|     java string memory model jvm   |    

摘要

代码中出现的字符串字面量(两个双引号括起来的内容)都会被编译进class文件的常量池。然后在加载这个class文件的时候在堆中创建一个对应的字符串实例。方法区的运行时常量池会引用这个对象,字符串常量池也会驻留这个对象。

几个关键示例的解释

下面的常量池指代的都是字符串常量池。不是方法区的运行时常量池

用字面量aaaString变量赋值的时候,这个aaa会在编译class文件的时候,被写进class文件的常量池。然后在第一次用到这个类的时候,在堆上创建一个新的aaa字符串对象,然后方法区的运行时常量池会引用这个对象,字符串常量池也会驻留这个对象。然后,运行时运行到这行代码时,当前栈帧的局部变量表会创建sa变量,它的引用也指向堆中的这个aaa对象。
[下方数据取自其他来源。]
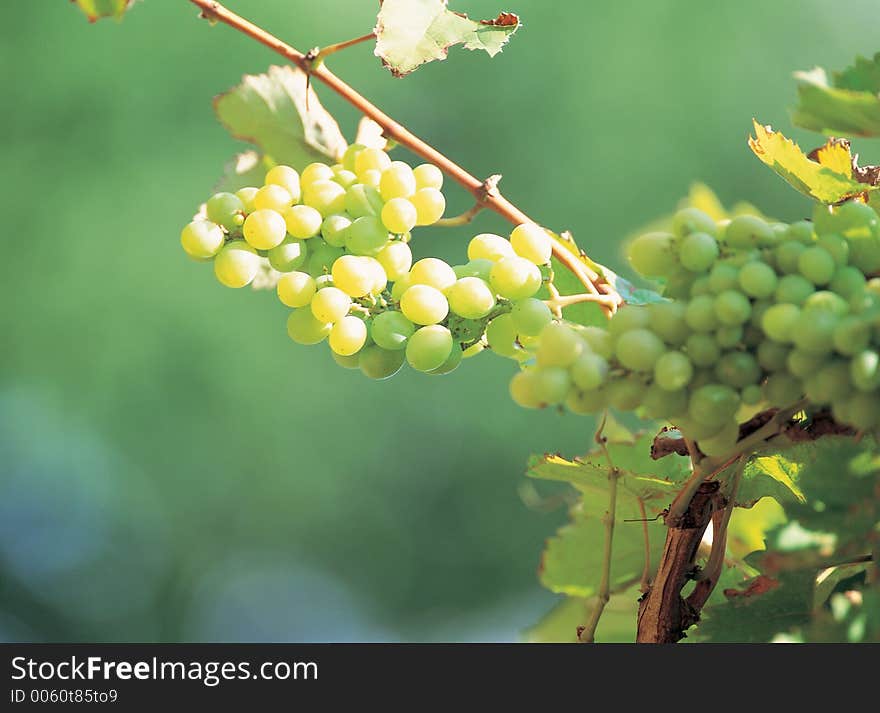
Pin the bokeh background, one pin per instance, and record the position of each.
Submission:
(172, 467)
String sa = "aaa"; // heap里有一个"aaa"对象。常量池驻留了这个对象。
System.out.println(sa == sa.intern()); // true

但用new关键字创建的字符串就不一样了。

具体看下面这个例子,intern()测试,表明sb变量引用的不是字符串变量池里驻留的那个bbb对象。

// heap里有两个bbb对象。
// 一号"bbb"对象对应class文件里的bbb字面量。
// 二号"bbb"对象是new关键字和String构造函数创建的。
// sb引用的是二号"bbb"对象。
// 常量池里驻留引用的是一号"bbb"对象。
String sb = new String("bbb");
System.out.println(sb == sb.intern()); // false

在拼接字符串的时候,也是一样,只要是用到的字面量(用两个引号括起来)都会被编译到class文件的常量池。在加载class文件的时候就会在堆中创建字符串实例,然后字符串常量池会驻留这个对象(保留一份引用)。

需要注意的是,用字面量拼接的时候,编译器会字面量折叠"c" + "cc"编译器会直接编译成ccc,保留在class文件里。用javap -v就能查看class文件里的详细内容。

String sc = "c" + "cc"; // c和cc被编译器折叠为ccc。加载class文件的时候驻留字符串常量池。
System.out.println(sc == sc.intern()); // true
String sd = new String("d") + new String("dd"); // d和dd会驻留字符串常量池。ddd不会。虽然运行时sd指向ddd对象,但不会驻留到字符串常量池。class文件的常量池里也没有ddd字符串。
System.out.println(sd == sd.intern()); // true

注意字面量驻留字符串常量池的时机

看下面这段代码,

首先代码里有这么几个字符串字面量:static,he,llo,hello,他们都进入了class文件的常量池。

然后,加载类的阶段(运行时),在 resolve(constant pool resolution) 阶段,并不是所有的class文件常量池里的所有字符串字面量都在堆中创建了对应的对象,

如果在此之前,这个字符串已经被intern()方法驻留了,或者出于别的原因字符串常量池中已经有了hello字符串,这个class文件中的字面量就不会在堆中创建一个新的hello对象。 而是直接引用这个对象的地址。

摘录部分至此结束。